Each node has three edges, proof that we can make 4 pairs of nodes which are not connected

Question

Question. Graph $G$ has 8 nodes, each node has 3 edges. Proof that it is able to split the nodes into 4 pairs which is not connected each other.

For example, we can divide it like the picture shown below.

My approach.

I can solve this problem by dividing the possible cases into four.

When I set the nodes $V_1, V_2, \cdots, V_8$, WLOG Let $V_1$ and $V_2, V_3, V_4$ connected each other.
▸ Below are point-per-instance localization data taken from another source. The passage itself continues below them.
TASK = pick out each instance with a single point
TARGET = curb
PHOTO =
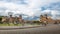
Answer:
(16, 27)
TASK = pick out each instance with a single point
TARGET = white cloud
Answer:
(31, 9)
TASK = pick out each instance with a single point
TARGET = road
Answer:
(49, 29)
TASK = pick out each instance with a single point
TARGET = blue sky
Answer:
(30, 7)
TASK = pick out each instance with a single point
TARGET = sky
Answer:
(31, 7)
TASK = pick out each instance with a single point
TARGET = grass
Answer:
(10, 24)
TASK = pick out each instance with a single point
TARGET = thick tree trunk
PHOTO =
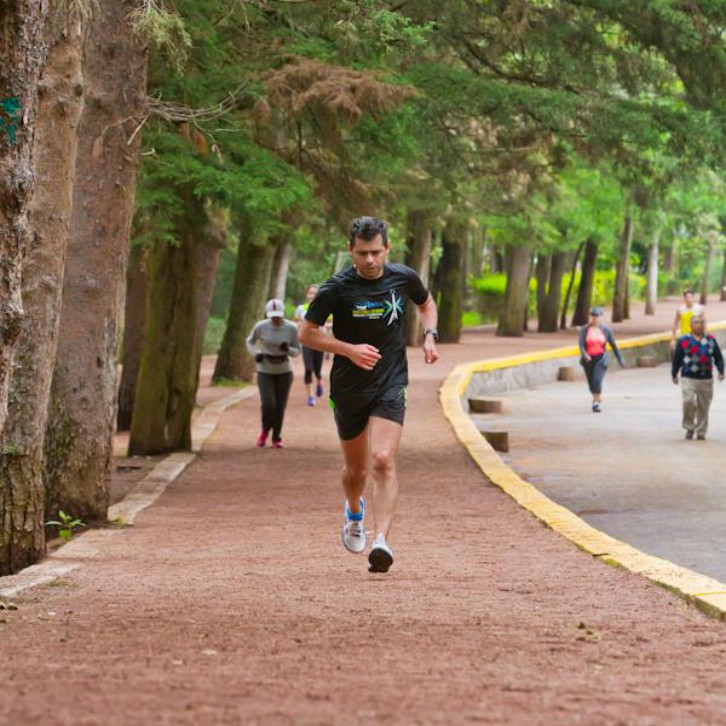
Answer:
(133, 337)
(706, 273)
(280, 267)
(22, 55)
(516, 298)
(451, 292)
(254, 261)
(651, 290)
(166, 388)
(418, 257)
(83, 407)
(622, 270)
(22, 504)
(548, 319)
(584, 292)
(570, 285)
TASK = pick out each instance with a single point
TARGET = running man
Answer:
(370, 374)
(312, 359)
(684, 313)
(695, 356)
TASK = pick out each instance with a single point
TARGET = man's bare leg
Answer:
(385, 437)
(355, 469)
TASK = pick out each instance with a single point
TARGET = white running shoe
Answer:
(353, 534)
(380, 557)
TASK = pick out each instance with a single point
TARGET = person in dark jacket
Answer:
(594, 339)
(695, 356)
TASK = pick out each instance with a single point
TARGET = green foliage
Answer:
(67, 525)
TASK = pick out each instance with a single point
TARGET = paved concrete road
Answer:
(628, 471)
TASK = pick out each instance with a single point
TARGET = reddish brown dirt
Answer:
(231, 601)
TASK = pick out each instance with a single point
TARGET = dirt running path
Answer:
(232, 602)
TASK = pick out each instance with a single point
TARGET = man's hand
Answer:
(364, 356)
(431, 355)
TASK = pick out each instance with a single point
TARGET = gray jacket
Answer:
(270, 341)
(608, 339)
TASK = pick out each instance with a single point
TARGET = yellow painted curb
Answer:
(705, 593)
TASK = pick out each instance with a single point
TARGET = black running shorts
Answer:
(353, 411)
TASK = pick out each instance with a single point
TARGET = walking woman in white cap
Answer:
(273, 341)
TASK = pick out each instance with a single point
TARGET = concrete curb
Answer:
(90, 544)
(705, 593)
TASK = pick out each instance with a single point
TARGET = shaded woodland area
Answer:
(167, 162)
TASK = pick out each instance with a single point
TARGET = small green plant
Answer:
(67, 525)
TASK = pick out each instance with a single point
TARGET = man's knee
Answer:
(383, 461)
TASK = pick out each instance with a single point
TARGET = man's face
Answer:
(369, 256)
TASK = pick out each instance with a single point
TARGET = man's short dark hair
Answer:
(367, 228)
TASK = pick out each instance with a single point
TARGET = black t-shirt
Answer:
(373, 312)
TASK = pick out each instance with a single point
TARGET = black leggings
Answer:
(274, 390)
(595, 370)
(313, 360)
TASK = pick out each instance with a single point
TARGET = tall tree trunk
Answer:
(83, 398)
(452, 260)
(541, 274)
(570, 285)
(168, 376)
(133, 337)
(548, 320)
(706, 273)
(584, 291)
(254, 261)
(280, 267)
(516, 298)
(22, 502)
(418, 257)
(651, 291)
(622, 270)
(22, 55)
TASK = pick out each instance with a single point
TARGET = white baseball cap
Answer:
(275, 308)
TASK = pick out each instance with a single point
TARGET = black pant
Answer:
(313, 360)
(274, 390)
(595, 370)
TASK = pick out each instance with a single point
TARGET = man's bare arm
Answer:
(363, 355)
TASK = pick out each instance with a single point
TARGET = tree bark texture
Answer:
(280, 268)
(137, 280)
(548, 320)
(22, 503)
(453, 243)
(22, 55)
(622, 270)
(254, 262)
(651, 291)
(706, 273)
(584, 292)
(418, 257)
(83, 405)
(570, 285)
(168, 378)
(516, 297)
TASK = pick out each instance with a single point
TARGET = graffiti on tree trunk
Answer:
(10, 114)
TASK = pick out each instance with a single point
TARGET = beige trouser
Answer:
(697, 395)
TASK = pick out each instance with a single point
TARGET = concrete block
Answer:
(568, 373)
(485, 405)
(647, 361)
(498, 440)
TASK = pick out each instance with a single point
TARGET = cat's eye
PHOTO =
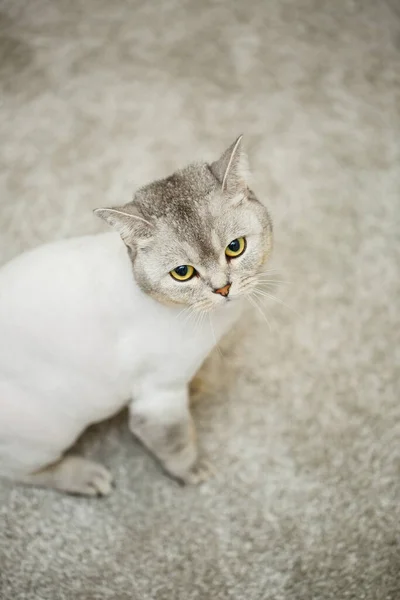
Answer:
(183, 273)
(235, 248)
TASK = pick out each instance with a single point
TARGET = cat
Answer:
(89, 325)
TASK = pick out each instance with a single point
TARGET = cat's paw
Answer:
(201, 471)
(77, 475)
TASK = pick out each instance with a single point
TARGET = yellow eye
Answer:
(183, 273)
(235, 248)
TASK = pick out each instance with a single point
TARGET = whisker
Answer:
(214, 336)
(254, 303)
(260, 292)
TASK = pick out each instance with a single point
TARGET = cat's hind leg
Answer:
(73, 475)
(161, 420)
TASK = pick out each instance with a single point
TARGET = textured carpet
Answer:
(302, 421)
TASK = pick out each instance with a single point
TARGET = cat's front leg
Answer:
(162, 421)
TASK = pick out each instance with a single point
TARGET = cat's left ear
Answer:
(127, 220)
(232, 169)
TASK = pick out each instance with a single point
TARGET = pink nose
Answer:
(223, 291)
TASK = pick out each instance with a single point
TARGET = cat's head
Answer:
(199, 237)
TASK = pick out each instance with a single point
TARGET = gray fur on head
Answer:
(190, 218)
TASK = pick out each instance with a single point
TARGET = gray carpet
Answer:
(301, 421)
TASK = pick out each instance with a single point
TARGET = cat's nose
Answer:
(223, 291)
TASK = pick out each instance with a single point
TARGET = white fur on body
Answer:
(79, 340)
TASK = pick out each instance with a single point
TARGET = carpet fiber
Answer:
(302, 419)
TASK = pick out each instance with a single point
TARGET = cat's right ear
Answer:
(129, 223)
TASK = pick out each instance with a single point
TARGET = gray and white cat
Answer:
(89, 325)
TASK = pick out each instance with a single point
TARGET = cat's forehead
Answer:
(180, 195)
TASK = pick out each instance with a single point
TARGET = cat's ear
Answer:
(232, 169)
(128, 221)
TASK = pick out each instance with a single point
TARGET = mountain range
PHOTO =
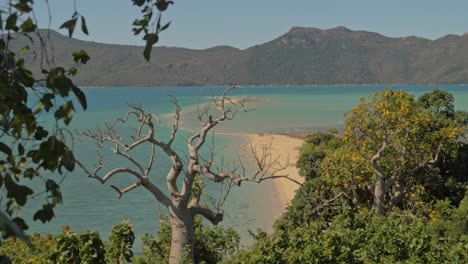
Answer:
(302, 56)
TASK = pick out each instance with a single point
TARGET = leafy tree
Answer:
(183, 201)
(212, 245)
(390, 142)
(314, 150)
(31, 147)
(121, 242)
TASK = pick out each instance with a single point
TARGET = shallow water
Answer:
(89, 205)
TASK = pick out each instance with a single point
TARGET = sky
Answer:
(200, 24)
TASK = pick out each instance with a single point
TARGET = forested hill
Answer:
(301, 56)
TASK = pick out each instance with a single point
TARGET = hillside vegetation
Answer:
(302, 56)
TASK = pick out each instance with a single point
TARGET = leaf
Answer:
(84, 28)
(54, 189)
(20, 149)
(40, 133)
(70, 25)
(68, 160)
(65, 112)
(163, 4)
(151, 39)
(5, 149)
(165, 26)
(45, 214)
(80, 96)
(11, 22)
(22, 7)
(80, 56)
(138, 2)
(28, 26)
(20, 223)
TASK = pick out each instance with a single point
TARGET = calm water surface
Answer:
(89, 205)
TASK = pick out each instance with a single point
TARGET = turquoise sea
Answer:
(88, 205)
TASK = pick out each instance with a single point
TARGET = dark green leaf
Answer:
(138, 2)
(40, 133)
(20, 223)
(20, 149)
(151, 39)
(22, 7)
(11, 22)
(30, 173)
(5, 149)
(68, 160)
(163, 4)
(65, 112)
(80, 56)
(70, 25)
(45, 214)
(80, 96)
(28, 25)
(165, 26)
(84, 28)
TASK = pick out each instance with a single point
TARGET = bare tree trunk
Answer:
(379, 197)
(182, 242)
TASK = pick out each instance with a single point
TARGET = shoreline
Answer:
(286, 149)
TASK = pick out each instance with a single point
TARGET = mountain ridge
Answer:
(301, 56)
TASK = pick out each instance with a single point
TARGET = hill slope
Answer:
(301, 56)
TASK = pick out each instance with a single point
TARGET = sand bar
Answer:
(284, 147)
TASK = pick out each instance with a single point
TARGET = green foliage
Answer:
(27, 147)
(330, 220)
(18, 251)
(314, 151)
(212, 244)
(121, 242)
(78, 248)
(361, 236)
(147, 22)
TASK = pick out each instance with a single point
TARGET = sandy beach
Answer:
(286, 148)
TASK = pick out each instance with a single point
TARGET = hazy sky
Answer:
(243, 23)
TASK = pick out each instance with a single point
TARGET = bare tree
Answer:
(181, 200)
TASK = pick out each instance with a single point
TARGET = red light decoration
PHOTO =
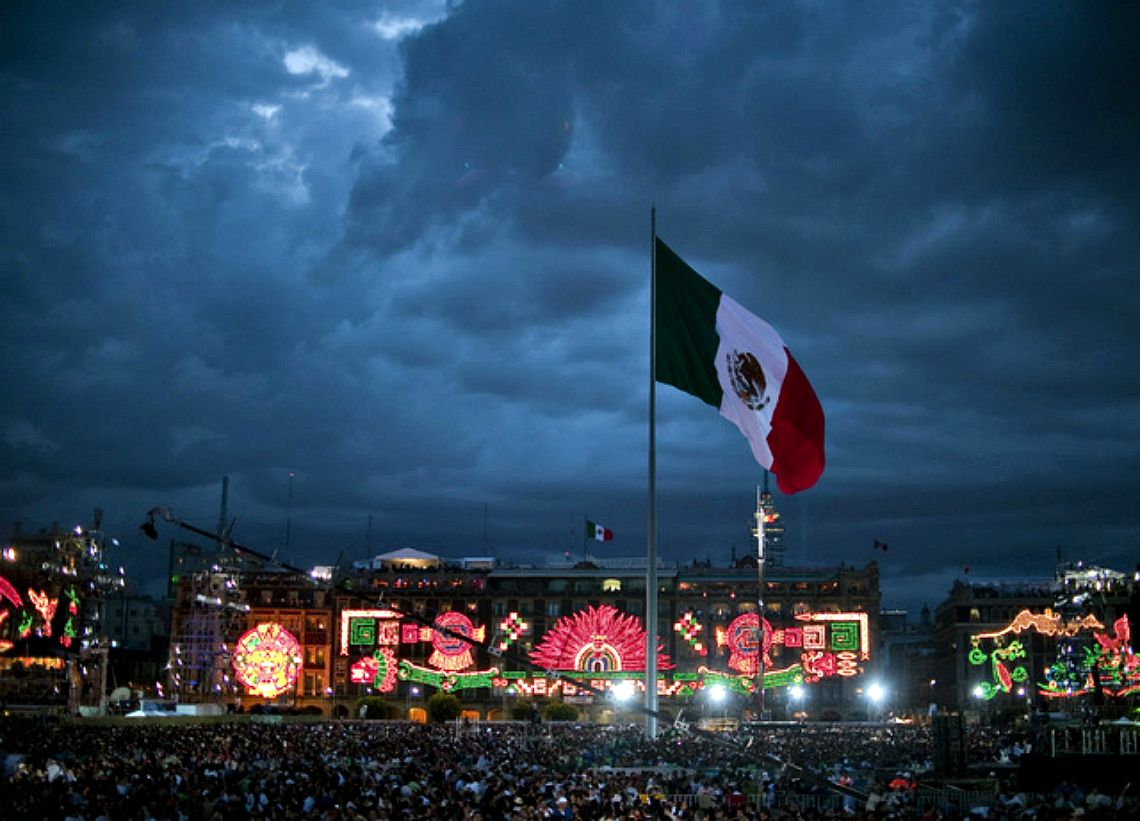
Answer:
(596, 640)
(267, 660)
(46, 607)
(7, 592)
(744, 645)
(450, 652)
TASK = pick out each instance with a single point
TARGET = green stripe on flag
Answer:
(686, 338)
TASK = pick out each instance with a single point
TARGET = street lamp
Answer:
(877, 693)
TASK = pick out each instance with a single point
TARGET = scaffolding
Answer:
(209, 618)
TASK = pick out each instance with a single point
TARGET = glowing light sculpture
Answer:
(376, 671)
(596, 640)
(512, 627)
(450, 651)
(267, 660)
(690, 628)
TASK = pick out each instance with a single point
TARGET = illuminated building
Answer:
(53, 592)
(1035, 644)
(395, 628)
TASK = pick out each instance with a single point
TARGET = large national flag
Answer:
(597, 533)
(709, 346)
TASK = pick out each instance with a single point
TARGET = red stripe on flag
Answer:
(796, 439)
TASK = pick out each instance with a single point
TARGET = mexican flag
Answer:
(709, 346)
(597, 533)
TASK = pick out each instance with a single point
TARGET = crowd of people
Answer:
(334, 771)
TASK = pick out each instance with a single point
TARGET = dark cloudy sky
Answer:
(401, 249)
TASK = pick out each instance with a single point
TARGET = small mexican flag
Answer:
(597, 533)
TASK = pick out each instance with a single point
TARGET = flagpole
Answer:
(651, 525)
(759, 603)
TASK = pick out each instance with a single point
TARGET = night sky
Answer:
(401, 251)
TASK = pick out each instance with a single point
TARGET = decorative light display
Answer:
(46, 606)
(690, 628)
(267, 660)
(1048, 623)
(1080, 667)
(1003, 667)
(829, 644)
(368, 628)
(450, 651)
(1109, 665)
(512, 627)
(8, 593)
(743, 637)
(447, 680)
(596, 640)
(376, 671)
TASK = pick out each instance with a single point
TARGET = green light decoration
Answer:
(1002, 668)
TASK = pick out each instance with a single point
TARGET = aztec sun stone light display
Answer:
(267, 660)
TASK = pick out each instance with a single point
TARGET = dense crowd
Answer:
(371, 770)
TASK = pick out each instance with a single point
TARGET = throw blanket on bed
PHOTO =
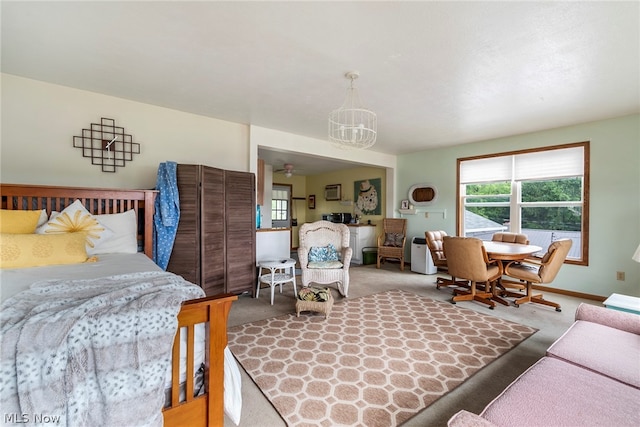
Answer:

We can divide the cases into four, which is:

1. $V_2, V_3, V_4$ is all connected each other (So, there are three pairs connected each other)
2. Only two pairs of $V_2, V_3, V_4$ is connected each other
3. Only one pair of $V_2, V_3, V_4$ is connected each other
4. No pairs of $V_2, V_3, V_4$ is connected each other

The problem is, I think I can solve this problem in this way, but I think there is a better way.

What should it be?

Answer 1

Hint

Your computation will work but it is indeed a bit tedious, and would quickly be not feasible with higher number of nodes. If you want to do something "neat":

Call $G=(V,E)$ your graph, on 8 nodes, 3-regular, hence on 12 edges. Note that your problem is equivalent to

Find a perfect matching in the complement of $G$

Indeed If you find a perfect matching in $G^c$ (the complement of $G$), then you will have a way to pair all nodes, with no edges (in $G$) between elements of a pair. Now your graph $G^c$ has 8 nodes, and is 4-regular. Do you have notions of perfect matching? and how to prove they exist?

To finish you could

Say that you have a 4-regular graph with $n=8$ nodes, hence the graph must be connected. Hence the graph includes an eulerian cycle. Select every other edges in this cycle and you end up with a 2 factors, made up of collection of even cycle. select every second edges in these cycles and you obtain the desired perfect matching.